Ross Duffin has written an engaging, densely argued and robust demolition of the commonly held idea that equal temperament triumphed in the time of Bach's Well Tempered Clavier and has been the one true tuning ever since. Drawing his evidence from documentary, instrumental and, for the 20th Century, recorded performances, Mr Duffin shows that the equal temperament (of 12 equally-spaced semitones to the octave) only became any form of standard much later than generally imagined, and is in many cases still more honoured in the breach than the observance - indeed the Well Tempered Clavier itself was Well Tempered, not Equal Tempered.
As to his subtitle (`And Why You Should Care') he argues that we are hearing the majority of music in a very different way than was intended by the composer - Mozart, Haydn and Beethoven, to name but three, wrote their masterpieces to be performed in temperaments other than the equal, thus fundamentally altering the way in which the very chordal progressions, and therefore the overall timbre and character within the pieces, progress.
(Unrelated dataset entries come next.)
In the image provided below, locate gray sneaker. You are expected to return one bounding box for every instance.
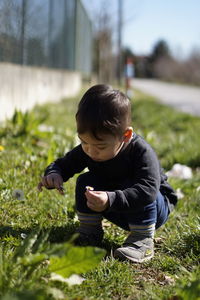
[114,235,154,263]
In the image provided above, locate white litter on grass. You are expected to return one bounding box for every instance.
[176,188,184,199]
[146,131,157,143]
[166,163,193,180]
[50,273,85,286]
[38,124,54,132]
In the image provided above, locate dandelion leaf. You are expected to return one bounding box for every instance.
[49,245,105,277]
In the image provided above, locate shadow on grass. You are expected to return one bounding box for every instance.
[0,224,120,256]
[0,224,77,243]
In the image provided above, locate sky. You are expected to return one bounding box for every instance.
[82,0,200,59]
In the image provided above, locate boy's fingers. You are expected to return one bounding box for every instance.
[54,179,62,189]
[39,175,64,194]
[85,191,98,201]
[87,200,94,209]
[57,186,65,195]
[41,176,49,187]
[43,176,55,188]
[54,179,64,195]
[37,182,43,191]
[46,176,54,187]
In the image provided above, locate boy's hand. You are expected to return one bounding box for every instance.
[85,190,109,212]
[37,173,64,195]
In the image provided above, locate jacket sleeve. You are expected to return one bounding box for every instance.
[107,145,161,212]
[44,145,87,182]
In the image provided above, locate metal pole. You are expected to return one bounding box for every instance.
[117,0,122,85]
[74,0,78,71]
[21,0,26,65]
[48,0,53,67]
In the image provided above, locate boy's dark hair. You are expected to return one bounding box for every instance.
[76,84,131,140]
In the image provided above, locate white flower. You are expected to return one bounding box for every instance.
[86,186,94,191]
[21,233,27,239]
[12,189,24,200]
[73,215,79,222]
[25,160,31,168]
[30,155,37,162]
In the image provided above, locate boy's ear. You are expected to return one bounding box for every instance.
[123,127,133,142]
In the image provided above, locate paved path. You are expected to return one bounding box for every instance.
[132,79,200,116]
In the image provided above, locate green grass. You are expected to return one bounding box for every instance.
[0,89,200,299]
[132,92,200,169]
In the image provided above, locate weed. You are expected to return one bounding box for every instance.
[0,227,105,299]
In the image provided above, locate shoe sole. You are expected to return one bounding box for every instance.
[114,249,154,263]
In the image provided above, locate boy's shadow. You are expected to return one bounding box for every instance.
[0,225,120,253]
[0,224,76,243]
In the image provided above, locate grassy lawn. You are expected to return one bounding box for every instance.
[0,89,199,299]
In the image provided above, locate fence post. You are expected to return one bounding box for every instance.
[20,0,27,65]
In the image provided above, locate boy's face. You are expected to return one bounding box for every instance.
[78,132,124,162]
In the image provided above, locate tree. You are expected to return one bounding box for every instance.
[92,4,114,83]
[150,39,171,63]
[147,39,172,78]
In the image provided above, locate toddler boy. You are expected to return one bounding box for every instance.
[38,84,177,263]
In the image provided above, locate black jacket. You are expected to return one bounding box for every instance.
[45,133,177,211]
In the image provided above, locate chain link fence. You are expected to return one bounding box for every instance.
[0,0,92,74]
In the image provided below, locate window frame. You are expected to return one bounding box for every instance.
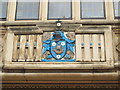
[80,0,106,19]
[47,0,72,20]
[15,0,40,20]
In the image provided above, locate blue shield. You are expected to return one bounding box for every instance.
[50,41,67,60]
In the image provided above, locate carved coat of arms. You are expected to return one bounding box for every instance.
[42,31,75,62]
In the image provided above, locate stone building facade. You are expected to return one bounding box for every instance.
[0,0,120,89]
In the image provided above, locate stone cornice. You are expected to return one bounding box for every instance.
[2,72,119,88]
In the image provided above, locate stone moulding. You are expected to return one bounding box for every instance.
[2,72,119,88]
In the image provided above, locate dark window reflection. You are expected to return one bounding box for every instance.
[16,0,40,20]
[0,0,8,21]
[81,0,105,19]
[48,0,72,20]
[114,0,120,18]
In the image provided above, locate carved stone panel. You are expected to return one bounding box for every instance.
[42,31,75,62]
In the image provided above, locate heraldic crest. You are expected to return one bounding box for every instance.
[42,20,75,62]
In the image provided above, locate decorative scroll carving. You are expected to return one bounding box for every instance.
[116,38,120,60]
[66,32,75,40]
[116,42,120,53]
[65,50,74,59]
[0,34,5,53]
[0,37,3,61]
[42,32,52,41]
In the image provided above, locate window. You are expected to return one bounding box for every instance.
[48,0,72,20]
[0,0,8,21]
[114,0,120,18]
[80,0,105,19]
[16,0,40,20]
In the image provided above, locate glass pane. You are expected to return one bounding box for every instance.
[114,0,120,18]
[0,0,8,20]
[48,0,72,19]
[81,0,105,19]
[16,0,40,20]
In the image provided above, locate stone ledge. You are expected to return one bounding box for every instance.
[0,20,120,26]
[2,72,119,81]
[1,72,119,88]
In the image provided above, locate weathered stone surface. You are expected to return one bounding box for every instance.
[1,72,119,88]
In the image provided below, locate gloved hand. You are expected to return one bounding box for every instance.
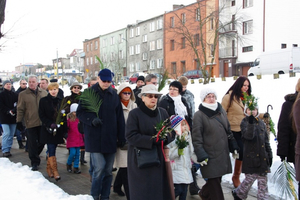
[280,155,286,162]
[200,158,208,166]
[50,123,57,129]
[152,138,165,146]
[232,150,239,160]
[92,118,103,127]
[16,122,24,132]
[263,112,270,118]
[269,157,273,167]
[8,110,15,116]
[248,115,255,124]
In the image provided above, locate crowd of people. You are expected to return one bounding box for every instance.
[0,71,300,200]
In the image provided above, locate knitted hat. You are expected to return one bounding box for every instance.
[137,76,145,82]
[3,80,11,86]
[169,81,183,93]
[200,87,217,102]
[170,115,184,129]
[50,79,58,83]
[98,68,113,82]
[70,103,78,113]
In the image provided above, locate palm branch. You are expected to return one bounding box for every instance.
[78,88,102,118]
[271,160,298,200]
[95,55,105,70]
[158,70,169,92]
Along the way Mr Duffin gives entertaining pen portraits of the major figures in his story, has a wealth of anecdotal asides, and writes in a generally entertaining and accessible way.
I say `generally' because there is no possible way of avoiding the mathematics, subtleties and jargon of tuning and temperament; this is a musicological work, and its readership will probably be unjustly restricted by virtue of some of the more technical sections. While being critical I would also like to have seen the aforementioned pen portraits grouped at the end of the book or at the end of chapters; the small page format of the book means that the main flow of the text is disrupted by the interjection of the portraits at the precise point in which the person or concept is first introduced. I would also have liked to have known whether Mr Duffin thought the spread of recorded music in the 20th Century affected the standardisation of tuning systems, and perhaps also seen his argument and examples straying outside the purely classical repertoire into such areas as blues and folk.
Those minor quibbles aside I would heartily recommend this book to anyone interested in the history of music, the development of musical instruments, and to anyone who, like me and also the cello student quoted in the text, wondered why the great expressive cellist Pablo Casals sounded so `out of tune' on first hearing.